Museo
Tengo que hacer tiempo. Podría ir a un bar y terminar el libro que estoy leyendo, pero no. Se me da por jugar a la turista y me meto en este museo desierto con pinta de excursión para escuelas. Sus rasgos son tan coloniales que parecen una escenografía. Al entrar: naftalina y cera para el piso, los dos olores me disparan en el corazón de la infancia. Voy por las salas y también avanza conmigo el fantasma de mi niñez. Recuerdo el interior de la casa oscura en invierno oliendo idéntica; afuera, en cambio, el aire era veraniego y estaba hecho de pasto y bosta. Llegaba con la cara roja y salada del juego en la vereda, desconectaba la manguera de un tirón y me agachaba para tomar agua de la canilla del fondo. Aprovechaba también para mojarme la cabeza, para hacerme un buche, para sacudir el pelo como hacen los perros. Salía helada y era mil veces mejor que tomar de un vaso. Me iban a retar si hacía barro, pero el agua fría y turgente merecía que corriera el riesgo. Volví hace unos años para vender esa propiedad que luego de una cadena de muertes terminó siendo mía. Me sorprendió, entonces, encontrar la canilla tan baja. Para alcanzar el grifo con la boca tuve que arrodillarme, estaba casi en cuatro patas con la cara cerca del suelo. Había medido el espacio con otro cuerpo y el de ahora ya no entraba ahí.

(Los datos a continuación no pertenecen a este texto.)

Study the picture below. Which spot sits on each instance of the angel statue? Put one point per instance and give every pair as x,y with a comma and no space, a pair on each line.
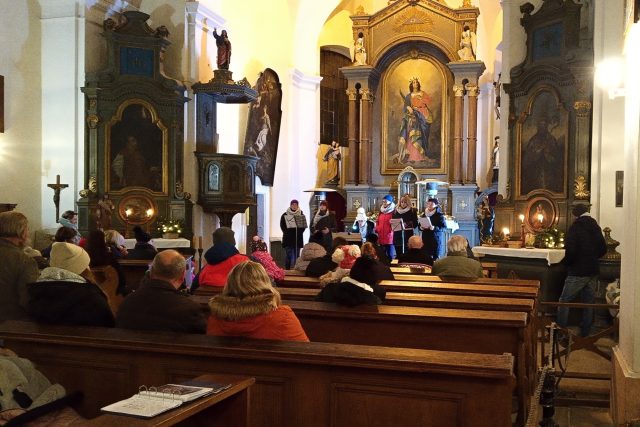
467,50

Los recuerdos le ganan a las obras que me rodean. Apenas las barro con los ojos y leo nomencladores sin retener lo que dicen. En la siguiente habitación el estómago me da un vuelco. Me asusto. Hay una escultura blanca de Moisés. Ocupa tanto espacio que hasta me deja sin respiración. Llega al techo, casi lo roza. Es imposible que lo hayan metido, ese hombre de piedra tiene que haber crecido adentro y ahora está preso, sería imposible sacarlo sin tirar abajo el museo completo. Me mareo, es idéntico a lo que sentiría frente al abismo: una línea y de ahí para allá no hay nada o, peor, de ahí para allá está el monstruo que se burla del espacio y de mi escala humana.